[BENGKULU, BENGKULU], Minggu, 23 November 2025, 10.00 WIB — Puluhan anak muda di Bengkulu mengikuti pelatihan konservasi mangrove selama 21–23 November 2025. Kegiatan yang digelar komunitas Japhana bersama Arunika Bumi Lestari (ABL) ini membekali peserta dengan pengetahuan teknis pemulihan ekosistem pesisir sekaligus mendorong lahirnya penggiat lingkungan muda di daerah tersebut.
Pelatihan berlangsung selama tiga hari dan melibatkan komunitas kepemudaan, organisasi pecinta alam, serta mahasiswa dari sejumlah kampus di Bengkulu.
Peserta mempelajari teknik penanaman mangrove yang benar, cara mengidentifikasi kawasan pesisir yang mengalami abrasi, hingga membuat produk turunan berbahan mangrove sebagai bagian dari pemanfaatan berkelanjutan.
Direktur Japhana, M. Frengky Wijaya, menjelaskan bahwa pelatihan ini merupakan tindak lanjut dari diskusi kelompok terarah (FGD) yang digelar 15 November 2025.
Dalam forum tersebut, berbagai pihak menilai perlunya ruang belajar yang lebih teknis bagi generasi muda yang ingin terjun langsung dalam aksi konservasi, bukan sekadar kampanye simbolik.

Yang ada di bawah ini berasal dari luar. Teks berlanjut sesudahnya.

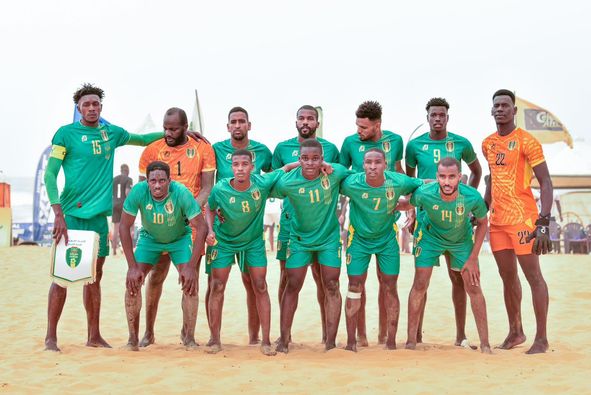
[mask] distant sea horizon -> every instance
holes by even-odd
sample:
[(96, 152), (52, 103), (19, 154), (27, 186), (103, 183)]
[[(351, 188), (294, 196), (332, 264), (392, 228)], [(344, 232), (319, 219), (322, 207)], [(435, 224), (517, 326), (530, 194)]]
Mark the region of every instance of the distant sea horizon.
[(6, 177), (10, 184), (10, 206), (13, 223), (33, 222), (35, 177)]

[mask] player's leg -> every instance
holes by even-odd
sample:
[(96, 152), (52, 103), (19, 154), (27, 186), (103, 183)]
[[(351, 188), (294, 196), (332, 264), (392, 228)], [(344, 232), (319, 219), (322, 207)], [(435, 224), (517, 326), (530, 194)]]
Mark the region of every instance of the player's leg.
[[(339, 277), (341, 275), (341, 246), (336, 250), (325, 250), (318, 253), (318, 262), (320, 262), (320, 277), (324, 290), (324, 310), (326, 321), (326, 343), (325, 350), (331, 350), (336, 347), (337, 331), (341, 319), (341, 308), (343, 300)], [(334, 255), (334, 257), (329, 257)]]
[(345, 300), (345, 318), (347, 322), (347, 346), (345, 350), (357, 351), (357, 325), (359, 322), (359, 310), (361, 308), (361, 295), (365, 288), (367, 273), (362, 275), (349, 275), (347, 298)]
[(269, 245), (271, 246), (271, 251), (273, 251), (273, 246), (275, 245), (275, 222), (269, 225)]
[(531, 288), (534, 314), (536, 316), (536, 337), (526, 354), (543, 353), (548, 350), (548, 338), (546, 335), (549, 300), (548, 285), (542, 275), (540, 261), (537, 255), (517, 255), (517, 259)]
[(45, 335), (45, 349), (61, 351), (57, 346), (57, 323), (60, 320), (64, 304), (66, 303), (67, 288), (52, 283), (49, 287), (47, 301), (47, 334)]
[(388, 325), (387, 325), (387, 311), (385, 303), (385, 289), (381, 279), (382, 272), (380, 266), (376, 265), (376, 275), (378, 277), (378, 344), (384, 344), (388, 337)]
[[(138, 240), (138, 249), (144, 249), (145, 241)], [(158, 303), (160, 302), (160, 296), (162, 296), (162, 285), (168, 270), (170, 269), (170, 256), (168, 254), (162, 254), (156, 265), (152, 268), (148, 281), (146, 281), (146, 331), (144, 337), (140, 342), (140, 347), (148, 347), (150, 344), (154, 344), (156, 340), (154, 332), (154, 324), (156, 322), (156, 314), (158, 313)]]
[(346, 246), (346, 267), (347, 275), (349, 276), (349, 285), (345, 300), (345, 318), (347, 323), (347, 346), (345, 349), (357, 351), (357, 345), (367, 347), (367, 336), (365, 336), (365, 339), (360, 339), (360, 335), (365, 335), (365, 332), (364, 329), (359, 328), (359, 325), (361, 322), (365, 325), (365, 317), (361, 318), (360, 315), (361, 308), (364, 304), (365, 281), (367, 279), (371, 251), (354, 233), (347, 237)]
[(276, 352), (271, 349), (271, 339), (269, 337), (271, 331), (271, 299), (269, 298), (269, 290), (267, 288), (267, 267), (249, 266), (248, 271), (254, 289), (257, 313), (263, 337), (261, 352), (268, 356), (275, 355)]
[(468, 272), (464, 272), (461, 276), (462, 281), (464, 281), (464, 289), (470, 297), (470, 307), (472, 308), (472, 314), (476, 321), (476, 329), (478, 330), (478, 337), (480, 338), (480, 351), (490, 354), (486, 301), (484, 299), (484, 294), (482, 293), (482, 288), (470, 283), (470, 275)]
[(398, 298), (398, 275), (400, 273), (400, 250), (396, 238), (387, 241), (376, 254), (376, 269), (382, 289), (386, 323), (386, 349), (396, 349), (396, 333), (400, 318), (400, 300)]
[(462, 345), (466, 337), (466, 290), (464, 289), (464, 280), (460, 272), (452, 270), (451, 257), (444, 254), (447, 266), (447, 274), (451, 280), (451, 299), (454, 304), (454, 314), (456, 318), (456, 346)]
[(320, 322), (322, 323), (322, 344), (326, 343), (326, 305), (325, 295), (324, 295), (324, 287), (322, 286), (322, 278), (320, 274), (320, 264), (317, 261), (314, 261), (310, 266), (310, 270), (312, 271), (312, 278), (314, 278), (314, 283), (316, 283), (316, 300), (318, 300), (318, 306), (320, 307)]
[(246, 309), (248, 313), (248, 344), (259, 344), (259, 328), (261, 322), (257, 313), (256, 295), (254, 285), (248, 273), (241, 273), (242, 284), (246, 291)]
[(429, 288), (433, 267), (416, 267), (415, 277), (408, 295), (408, 339), (407, 349), (415, 349), (417, 344), (417, 328), (421, 316), (423, 299)]
[(211, 270), (211, 295), (209, 295), (209, 317), (211, 320), (211, 340), (207, 350), (215, 354), (222, 350), (220, 331), (222, 328), (222, 309), (224, 307), (224, 291), (230, 274), (231, 265), (223, 268), (212, 268)]
[[(204, 232), (207, 233), (205, 229), (207, 225), (205, 221), (203, 221), (203, 228)], [(190, 246), (193, 245), (193, 239), (197, 236), (197, 229), (191, 227), (191, 238), (187, 239), (187, 244)], [(195, 278), (197, 279), (195, 283), (195, 293), (193, 295), (187, 295), (183, 292), (183, 296), (181, 299), (181, 306), (183, 309), (183, 326), (181, 328), (181, 340), (183, 344), (187, 347), (196, 347), (198, 346), (197, 342), (195, 341), (195, 327), (197, 326), (197, 311), (199, 309), (199, 269), (201, 268), (201, 258), (204, 255), (204, 247), (205, 245), (201, 246), (201, 256), (197, 260), (197, 265), (195, 265)], [(189, 249), (184, 248), (183, 251), (187, 252)]]
[(365, 287), (361, 290), (361, 299), (359, 311), (357, 313), (357, 344), (359, 347), (367, 347), (369, 343), (367, 341), (367, 324), (365, 322), (365, 305), (367, 304), (367, 294)]
[[(156, 259), (158, 259), (156, 257)], [(148, 275), (152, 269), (150, 263), (139, 263), (137, 268), (144, 274)], [(140, 285), (141, 287), (141, 285)], [(129, 339), (127, 340), (127, 348), (131, 351), (139, 350), (139, 332), (140, 332), (140, 311), (142, 309), (142, 291), (131, 293), (128, 287), (125, 288), (125, 314), (127, 316), (127, 327), (129, 328)]]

“Kami melihat antusiasme tinggi dari peserta FGD. Karena itu, pelatihan ini kami susun untuk melahirkan konservator muda yang memahami kondisi mangrove Bengkulu dan siap turun langsung di lapangan,” ujar M. Frengky Wijaya, Direktur Japhana.

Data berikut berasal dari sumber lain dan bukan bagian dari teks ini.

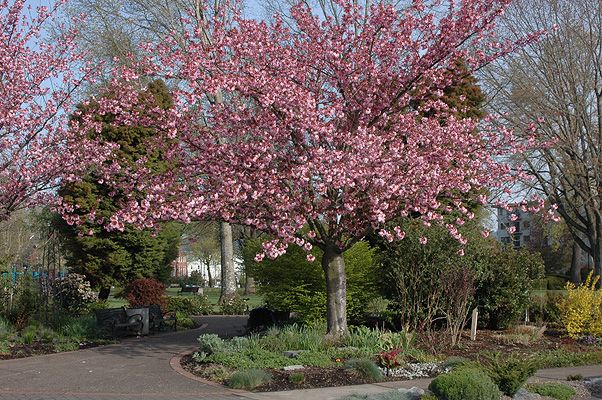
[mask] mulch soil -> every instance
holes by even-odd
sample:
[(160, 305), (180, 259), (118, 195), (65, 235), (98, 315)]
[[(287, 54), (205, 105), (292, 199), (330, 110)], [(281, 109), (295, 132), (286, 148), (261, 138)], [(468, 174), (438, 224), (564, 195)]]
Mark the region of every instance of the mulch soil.
[[(101, 343), (80, 343), (79, 350), (89, 349), (100, 346)], [(58, 353), (52, 343), (33, 342), (31, 344), (13, 344), (8, 346), (8, 353), (0, 353), (0, 360), (11, 360), (14, 358), (24, 358), (31, 356), (40, 356), (44, 354)]]
[[(580, 343), (577, 340), (561, 337), (558, 332), (548, 331), (540, 340), (531, 343), (509, 342), (502, 336), (502, 331), (478, 331), (475, 341), (470, 340), (470, 334), (464, 332), (459, 346), (449, 346), (447, 342), (438, 342), (434, 345), (427, 345), (427, 340), (422, 339), (420, 347), (432, 351), (444, 357), (459, 356), (474, 359), (482, 352), (500, 352), (503, 354), (513, 353), (530, 354), (541, 350), (564, 349), (572, 353), (581, 353), (592, 351), (592, 346)], [(447, 337), (442, 335), (443, 340)]]

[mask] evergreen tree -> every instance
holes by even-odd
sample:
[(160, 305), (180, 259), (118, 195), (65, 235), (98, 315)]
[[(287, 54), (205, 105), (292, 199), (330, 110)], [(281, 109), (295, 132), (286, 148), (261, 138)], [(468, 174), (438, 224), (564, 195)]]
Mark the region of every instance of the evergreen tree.
[[(141, 104), (147, 109), (172, 106), (169, 90), (162, 81), (150, 83), (146, 93), (148, 97)], [(98, 105), (92, 103), (80, 110), (94, 113), (96, 107)], [(167, 168), (161, 150), (149, 142), (155, 134), (154, 129), (110, 125), (110, 115), (98, 118), (102, 118), (105, 125), (99, 133), (100, 138), (119, 145), (115, 159), (122, 166), (145, 159), (145, 166), (152, 171)], [(77, 204), (80, 216), (94, 210), (97, 222), (107, 221), (125, 196), (125, 193), (116, 193), (109, 188), (93, 170), (84, 179), (64, 185), (60, 194), (65, 203)], [(108, 296), (113, 284), (124, 284), (137, 278), (167, 280), (171, 262), (178, 255), (182, 232), (181, 225), (175, 222), (162, 224), (158, 233), (127, 225), (123, 231), (109, 232), (94, 221), (75, 226), (58, 216), (55, 224), (63, 236), (67, 266), (73, 272), (86, 275), (92, 285), (100, 288), (100, 298)]]

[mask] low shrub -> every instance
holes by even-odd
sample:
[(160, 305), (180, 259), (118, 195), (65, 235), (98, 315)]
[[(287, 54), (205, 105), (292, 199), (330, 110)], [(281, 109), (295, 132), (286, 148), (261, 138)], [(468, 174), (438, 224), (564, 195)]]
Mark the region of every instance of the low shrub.
[(293, 372), (288, 376), (288, 381), (295, 385), (302, 385), (305, 383), (305, 374), (303, 372)]
[(228, 379), (228, 386), (233, 389), (252, 390), (258, 386), (269, 383), (272, 376), (261, 369), (237, 371)]
[(559, 302), (561, 322), (572, 338), (585, 334), (602, 336), (602, 291), (591, 272), (580, 286), (568, 283), (567, 295)]
[(168, 296), (167, 311), (181, 312), (186, 315), (208, 315), (213, 311), (213, 305), (206, 295), (182, 297)]
[(352, 369), (358, 375), (370, 382), (380, 382), (383, 380), (383, 373), (378, 366), (367, 358), (354, 358), (345, 361), (345, 368)]
[(184, 329), (191, 329), (196, 327), (196, 324), (190, 318), (190, 314), (186, 314), (182, 311), (176, 311), (176, 319), (178, 320), (178, 326)]
[(156, 279), (133, 280), (124, 288), (123, 294), (132, 308), (158, 304), (162, 310), (167, 309), (165, 285)]
[(205, 369), (205, 374), (216, 382), (226, 382), (232, 376), (232, 372), (223, 365), (210, 365)]
[(247, 302), (238, 294), (226, 299), (219, 306), (219, 312), (222, 315), (242, 315), (247, 310)]
[(199, 342), (199, 352), (203, 352), (206, 355), (219, 353), (226, 347), (224, 340), (215, 333), (201, 335), (197, 341)]
[(439, 400), (499, 400), (501, 393), (481, 369), (460, 367), (433, 379), (429, 385)]
[(556, 400), (571, 400), (576, 392), (570, 386), (556, 382), (530, 383), (525, 386), (531, 393), (537, 393), (540, 396), (547, 396)]
[[(389, 390), (387, 392), (382, 393), (374, 393), (374, 394), (353, 394), (351, 396), (344, 397), (343, 400), (412, 400), (415, 399), (414, 395), (408, 395), (399, 392), (398, 390)], [(420, 398), (427, 400), (437, 400), (435, 396), (432, 398), (428, 398), (422, 396)]]
[(56, 281), (53, 288), (54, 304), (71, 315), (81, 315), (98, 300), (84, 275), (70, 273)]
[(500, 353), (485, 355), (479, 361), (485, 372), (498, 388), (508, 396), (514, 396), (531, 375), (537, 371), (529, 360), (515, 356), (502, 357)]
[(386, 368), (387, 371), (401, 367), (405, 364), (402, 349), (393, 349), (389, 351), (381, 351), (378, 353), (378, 362), (381, 367)]
[(581, 375), (581, 374), (568, 375), (566, 377), (566, 380), (567, 381), (582, 381), (583, 375)]
[(565, 288), (568, 279), (563, 276), (550, 275), (547, 276), (546, 279), (546, 287), (548, 290), (562, 290)]
[(537, 369), (576, 367), (602, 363), (602, 350), (571, 352), (564, 349), (542, 350), (529, 355)]

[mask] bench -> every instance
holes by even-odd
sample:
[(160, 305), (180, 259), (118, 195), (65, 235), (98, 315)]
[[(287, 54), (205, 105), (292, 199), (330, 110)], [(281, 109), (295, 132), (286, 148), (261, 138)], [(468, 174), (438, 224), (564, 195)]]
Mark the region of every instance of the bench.
[(200, 286), (182, 286), (182, 289), (180, 289), (180, 293), (202, 294), (203, 290)]
[(118, 333), (140, 335), (144, 326), (142, 314), (127, 315), (125, 307), (94, 310), (96, 327), (105, 334), (117, 337)]
[(164, 313), (161, 307), (157, 304), (148, 306), (148, 328), (152, 331), (160, 332), (165, 329), (165, 322), (169, 321), (173, 324), (173, 330), (178, 330), (178, 318), (175, 313)]

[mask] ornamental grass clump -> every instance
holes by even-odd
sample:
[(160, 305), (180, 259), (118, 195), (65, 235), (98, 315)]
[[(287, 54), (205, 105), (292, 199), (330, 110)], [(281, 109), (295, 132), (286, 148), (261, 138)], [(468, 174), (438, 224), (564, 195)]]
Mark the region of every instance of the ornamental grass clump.
[(567, 295), (559, 301), (561, 323), (571, 338), (590, 334), (602, 336), (602, 290), (593, 272), (579, 286), (567, 283)]
[(345, 361), (345, 368), (352, 369), (361, 377), (370, 382), (380, 382), (383, 380), (383, 373), (378, 366), (367, 358), (353, 358)]
[(269, 383), (272, 376), (261, 369), (237, 371), (228, 379), (228, 386), (233, 389), (252, 390), (258, 386)]
[(531, 375), (537, 371), (530, 360), (516, 356), (502, 357), (500, 353), (487, 354), (481, 358), (485, 372), (507, 396), (514, 396)]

Bagi warga pesisir, keberadaan mangrove berfungsi sebagai benteng alami yang menahan abrasi, meredam gelombang, sekaligus menjaga habitat berbagai biota laut yang menjadi sumber penghidupan nelayan kecil.

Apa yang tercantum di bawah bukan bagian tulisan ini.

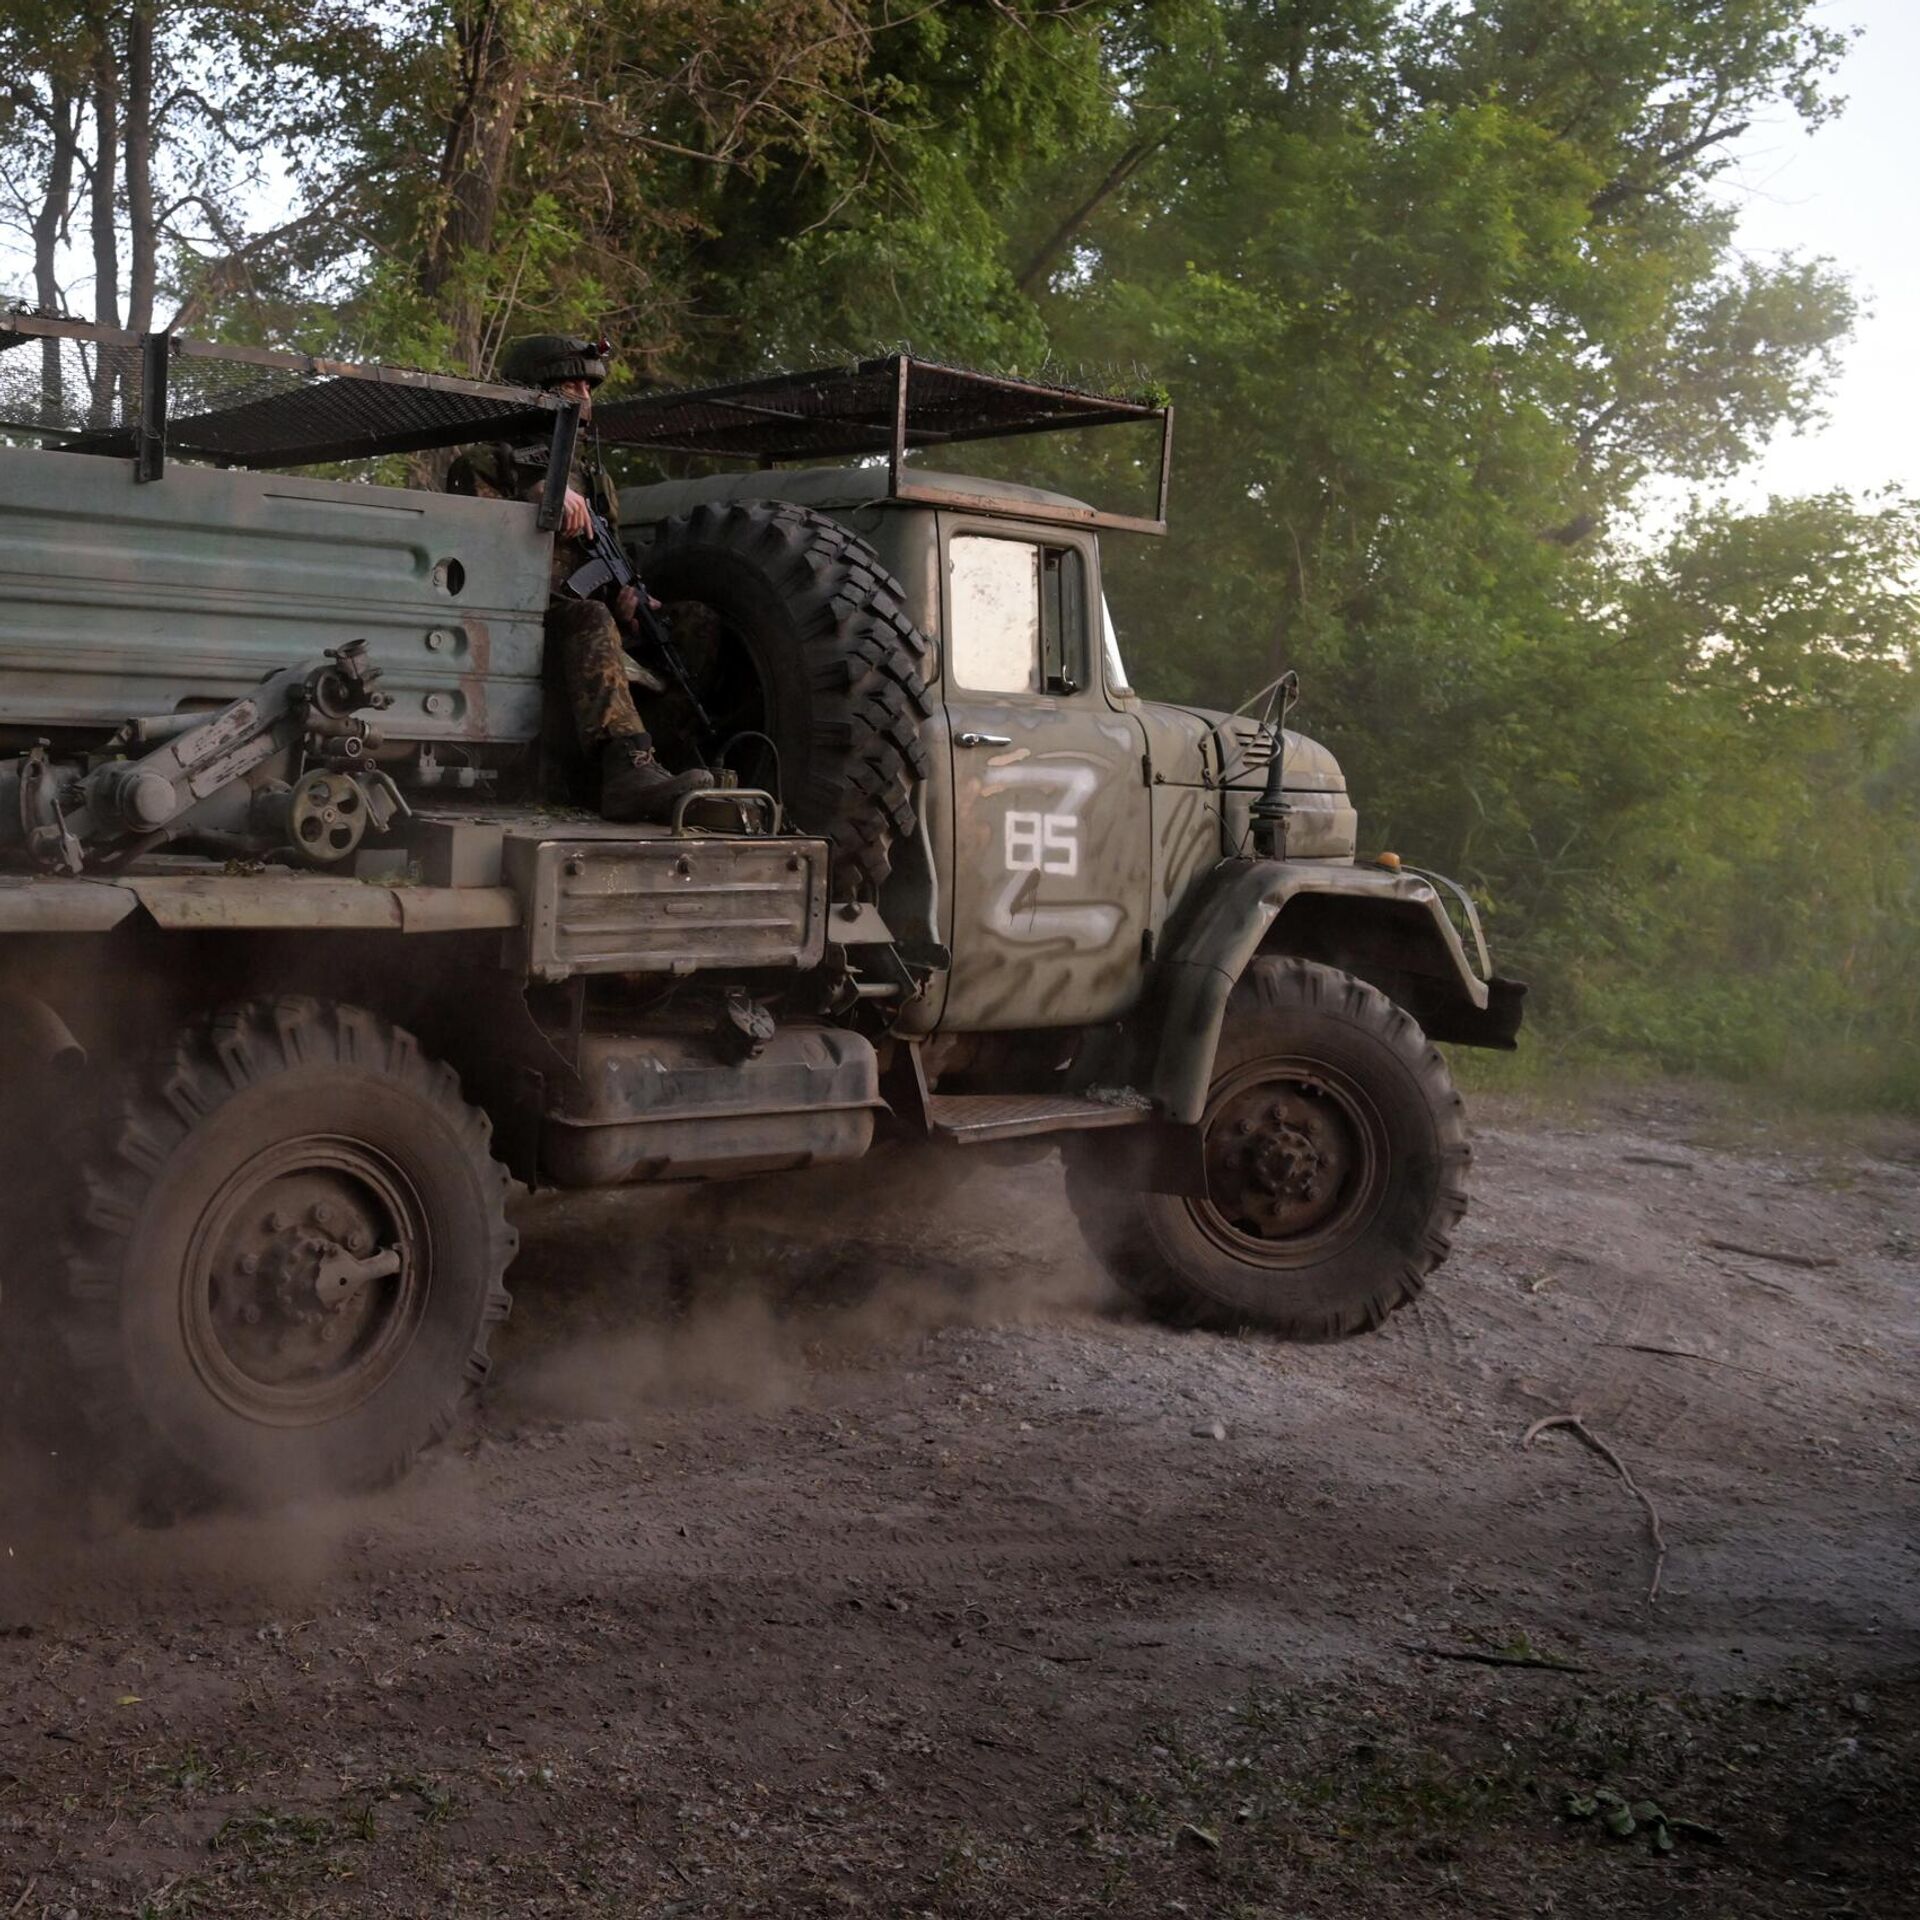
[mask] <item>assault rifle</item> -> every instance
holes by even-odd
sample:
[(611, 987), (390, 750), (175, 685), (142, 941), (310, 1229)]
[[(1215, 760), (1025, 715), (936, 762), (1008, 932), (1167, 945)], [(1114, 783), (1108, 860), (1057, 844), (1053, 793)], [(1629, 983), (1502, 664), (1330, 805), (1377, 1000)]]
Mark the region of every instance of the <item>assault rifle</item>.
[(634, 609), (634, 629), (643, 646), (650, 647), (658, 655), (660, 664), (666, 668), (668, 677), (680, 689), (681, 695), (693, 712), (695, 723), (700, 728), (701, 738), (711, 746), (713, 744), (713, 720), (701, 704), (700, 695), (693, 684), (693, 675), (687, 671), (686, 656), (674, 645), (673, 629), (654, 611), (653, 602), (648, 596), (646, 582), (633, 570), (633, 562), (627, 558), (626, 549), (614, 538), (613, 529), (605, 519), (587, 509), (589, 525), (586, 533), (587, 561), (582, 567), (576, 567), (562, 583), (563, 590), (576, 600), (591, 600), (596, 594), (604, 593), (611, 587), (618, 592), (622, 587), (631, 587), (639, 596), (640, 604)]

Di tengah meningkatnya tekanan pembangunan dan perubahan iklim, penguatan kapasitas anak muda dinilai penting agar inisiatif konservasi tidak berhenti pada gerakan sesaat, melainkan menjadi program berkelanjutan berbasis komunitas.
Pelatihan ini juga memberi ruang bagi peserta untuk menghubungkan isu lingkungan dengan peluang ekonomi lokal, misalnya pengembangan produk olahan berbahan mangrove yang tetap memperhatikan daya dukung ekosistem.
Pendekatan tersebut diharapkan membantu pelaku UMKM pesisir mengakses nilai tambah tanpa merusak lingkungan, sejalan dengan tren pariwisata dan ekonomi hijau yang mulai berkembang di Bengkulu.
Kegiatan Japhana dan ABL berlangsung ketika berbagai kajian menunjukkan tekanan serius pada ekosistem darat dan pesisir di Bengkulu, termasuk deforestasi di bentang alam Seblat yang merupakan koridor penting gajah Sumatra.
Koalisi penyelamat habitat mencatat hilangnya sekitar 1.585 hektare hutan kunci bagi gajah Sumatra di provinsi ini dalam kurun Januari 2024–Oktober 2025, menandakan perlunya penguatan gerakan konservasi lintas ekosistem.
Penyelenggara pelatihan menilai dukungan pemda dan lembaga pendidikan penting agar jejaring penggiat muda yang lahir dari program ini bisa terus bergerak, misalnya melalui kegiatan penanaman rutin, pemantauan area rawan abrasi, hingga kampanye publik soal pentingnya menjaga mangrove di tingkat RT dan desa. Masyarakat pesisir didorong terlibat sejak perencanaan agar aksi konservasi sejalan dengan kebutuhan sosial-ekonomi mereka.